How Therapy Can Help?

We Are Hurt in Relationships — and We Are Healed in Relationships

As children, we learn to adapt to the relationships around us rather than learning what it feels like to be fully ourselves. Many of us grew up learning that connection required something of us: being agreeable, being “strong,” fighting back, insisting we are “fine,” keeping the peace, making everyone laugh, hiding parts of ourselves, or staying small.

For many of us and our children, this often means learning to hide our differences from others, and even ourselves— parts of our identities, sensitivities, learning styles, or ways of experiencing the world that didn’t quite fit the environments we grew up in. Over time we become very skilled at masking, hiding, or compensating in order to belong, and we become more and more distant from ourselves, our families, and our partners

The trouble is that these adaptive patterns don’t simply disappear as we grow up. We often keep relying on the same strategies long after they stop serving us. They show up in our adult relationships, our marriages or divorces, our parenting, our jobs, and even in the way we speak to ourselves when life gets hard.

Therapy offers a different kind of relationship — a place where the same moments that typically go off the rails in everyday life — parenting struggles, conflict, misunderstanding, shutdown, overwhelm — can unfold in a new way. In this space, those moments can be slowed down, understood, and repaired. These kinds of relational “redo’s” are what help heal our nervous systems, our relationships, and our families.

Too often, people spend years in therapy with very little change in their daily lives. I believe therapy should be empowering and immediately applicable — helping us bring more clarity, connection, and ease into our lives, our homes, and our relationships that matter most.
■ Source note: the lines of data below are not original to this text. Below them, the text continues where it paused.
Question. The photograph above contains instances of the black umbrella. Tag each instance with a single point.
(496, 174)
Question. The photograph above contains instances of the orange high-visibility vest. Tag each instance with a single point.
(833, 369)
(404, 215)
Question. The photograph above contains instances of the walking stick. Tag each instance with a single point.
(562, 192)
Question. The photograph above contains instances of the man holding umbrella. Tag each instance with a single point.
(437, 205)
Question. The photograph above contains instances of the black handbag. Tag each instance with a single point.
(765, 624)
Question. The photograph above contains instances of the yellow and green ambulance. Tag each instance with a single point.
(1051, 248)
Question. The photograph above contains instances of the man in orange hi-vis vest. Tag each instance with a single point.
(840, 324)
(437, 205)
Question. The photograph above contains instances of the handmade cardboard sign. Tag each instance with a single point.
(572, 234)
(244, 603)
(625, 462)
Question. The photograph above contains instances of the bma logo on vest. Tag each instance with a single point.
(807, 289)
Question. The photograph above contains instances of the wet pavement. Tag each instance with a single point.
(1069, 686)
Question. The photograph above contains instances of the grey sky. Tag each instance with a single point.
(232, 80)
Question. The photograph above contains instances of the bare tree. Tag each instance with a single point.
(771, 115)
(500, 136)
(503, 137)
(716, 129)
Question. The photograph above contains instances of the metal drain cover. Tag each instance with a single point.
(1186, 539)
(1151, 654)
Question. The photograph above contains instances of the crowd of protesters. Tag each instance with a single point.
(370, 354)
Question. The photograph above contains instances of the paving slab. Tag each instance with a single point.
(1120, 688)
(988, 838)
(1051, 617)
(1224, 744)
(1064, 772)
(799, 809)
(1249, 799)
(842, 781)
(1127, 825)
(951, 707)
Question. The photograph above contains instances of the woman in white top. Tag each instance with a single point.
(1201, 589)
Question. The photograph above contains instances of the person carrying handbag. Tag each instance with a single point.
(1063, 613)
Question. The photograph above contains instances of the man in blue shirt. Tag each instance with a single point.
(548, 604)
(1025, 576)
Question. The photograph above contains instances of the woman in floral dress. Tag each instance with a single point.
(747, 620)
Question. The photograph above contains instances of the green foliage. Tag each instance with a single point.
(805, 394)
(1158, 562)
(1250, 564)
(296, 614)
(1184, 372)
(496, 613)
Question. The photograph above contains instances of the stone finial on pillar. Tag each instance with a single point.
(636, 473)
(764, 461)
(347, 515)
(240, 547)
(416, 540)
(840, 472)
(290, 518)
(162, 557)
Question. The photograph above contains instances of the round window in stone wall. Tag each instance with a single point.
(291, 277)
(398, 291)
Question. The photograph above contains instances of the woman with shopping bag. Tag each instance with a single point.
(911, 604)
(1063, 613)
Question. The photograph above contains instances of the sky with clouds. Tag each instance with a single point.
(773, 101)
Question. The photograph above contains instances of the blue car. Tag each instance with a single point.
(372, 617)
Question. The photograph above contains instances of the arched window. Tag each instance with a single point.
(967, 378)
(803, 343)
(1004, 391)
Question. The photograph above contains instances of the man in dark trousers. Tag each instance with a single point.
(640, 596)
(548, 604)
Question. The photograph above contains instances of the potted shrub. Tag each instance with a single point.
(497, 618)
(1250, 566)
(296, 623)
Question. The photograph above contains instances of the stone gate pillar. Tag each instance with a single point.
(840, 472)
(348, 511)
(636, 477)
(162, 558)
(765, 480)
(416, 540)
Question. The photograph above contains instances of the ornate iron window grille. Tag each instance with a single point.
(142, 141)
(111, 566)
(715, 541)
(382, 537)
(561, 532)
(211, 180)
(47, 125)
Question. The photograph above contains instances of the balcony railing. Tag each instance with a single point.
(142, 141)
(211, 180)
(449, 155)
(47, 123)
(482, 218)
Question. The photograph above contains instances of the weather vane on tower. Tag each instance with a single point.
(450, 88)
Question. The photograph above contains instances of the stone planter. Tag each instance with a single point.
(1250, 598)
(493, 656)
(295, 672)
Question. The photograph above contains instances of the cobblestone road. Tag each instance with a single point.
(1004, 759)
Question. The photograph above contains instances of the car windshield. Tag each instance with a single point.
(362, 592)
We are not meant to do this alone

There are many understandable reasons why we or our children may need support — whether we hold things in or act out in ways that aren’t helpful for ourselves, our relationships, or our families, we usually just haven’t yet figured out a better way. Therapy helps us share ourselves fully, and helps us to understand and accept ourselves, so we are somehow free to take what’s helpful and leave the rest behind. Suddenly, we or our kids are left to live life more peacefully in the moment without the weight of shame, anger, or anxiety.